As a growing business, we often have discussions about the things that define us, that set us apart from the rest. But despite what we see as our own, unique way of doing things, it’s inevitable that large parts of our business processes will broadly be standard practise amongst our competitors.
Company: “We’re creative”
Client: “Err… I should hope so too!”
Company: “We’re also skilled at what we do”
Client: “Good, I’d assumed you weren’t just a goose with a paintbrush…”
Illustration copyright © Katherine Loosley 2015
That said, we know we have our own special blend of USP’s (otherwise our clients wouldn’t keep coming back) and one of these UPSs is a fundamental part of how we have worked for many years.
When a client wants a change, they can talk to the person that makes it.
Whether it’s illustrators, animators or editors, we’ve always seen value in our production team talking to our clients about their projects. Sure, a lot of the time the discussions with our clients can revolve around higher-level aspects such as scripting, tone, delivery formats and of course budget… And involving the production team in too much of this at once can have a negative impact on their creativity. But when it comes to “can we make that icon blue” or “we need this word to have US spelling”, placing a barrier between client and production team simply because of company hierarchy is just a waste of resource and can often lead to miscommunication.
We make sure the whole team is kept in the loop.

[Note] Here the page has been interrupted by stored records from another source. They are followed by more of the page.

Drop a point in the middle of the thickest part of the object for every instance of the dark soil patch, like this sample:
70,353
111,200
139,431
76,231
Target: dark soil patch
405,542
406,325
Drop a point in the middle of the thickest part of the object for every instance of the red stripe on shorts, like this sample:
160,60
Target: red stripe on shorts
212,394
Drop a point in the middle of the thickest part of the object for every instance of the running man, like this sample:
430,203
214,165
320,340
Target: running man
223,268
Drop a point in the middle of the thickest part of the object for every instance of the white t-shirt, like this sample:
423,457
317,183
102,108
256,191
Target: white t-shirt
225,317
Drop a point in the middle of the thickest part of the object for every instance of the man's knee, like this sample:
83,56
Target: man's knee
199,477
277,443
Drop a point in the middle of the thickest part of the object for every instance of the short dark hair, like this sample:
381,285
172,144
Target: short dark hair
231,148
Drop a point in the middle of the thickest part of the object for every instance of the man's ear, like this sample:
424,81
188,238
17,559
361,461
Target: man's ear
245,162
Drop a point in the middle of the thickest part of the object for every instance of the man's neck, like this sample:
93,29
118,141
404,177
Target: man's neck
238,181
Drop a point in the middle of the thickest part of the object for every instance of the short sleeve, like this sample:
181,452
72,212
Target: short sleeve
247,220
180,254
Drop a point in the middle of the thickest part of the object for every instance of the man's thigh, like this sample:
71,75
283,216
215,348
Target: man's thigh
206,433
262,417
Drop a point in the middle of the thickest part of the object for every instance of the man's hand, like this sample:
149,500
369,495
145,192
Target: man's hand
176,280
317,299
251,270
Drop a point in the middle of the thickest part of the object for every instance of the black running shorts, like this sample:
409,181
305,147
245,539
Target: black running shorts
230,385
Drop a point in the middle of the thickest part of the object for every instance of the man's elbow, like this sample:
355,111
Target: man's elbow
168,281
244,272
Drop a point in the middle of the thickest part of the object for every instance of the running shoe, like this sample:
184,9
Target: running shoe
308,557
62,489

At NC we train our production team to interpret and respond to client communications and always understand the full context of any project. In doing so they’re able to think of the bigger picture, make quick informed decisions and contribute to an environment where the client feels assured they have a full team on board with them, not just an account handler. In short, it makes them better at what they do.
If we receive an email suggesting alterations to a project, our production team will have been copied into the email thread, if not we’ll pass it on to them. So when the client then follows that up with a call, our team are already aware of the changes. And who better to take the call and make sure instructions are 100% clear than the person that will make those changes.
Project managers and account handlers are no doubt a fundamental part of any production team, but what’s the harm in an animator/account handler hybrid?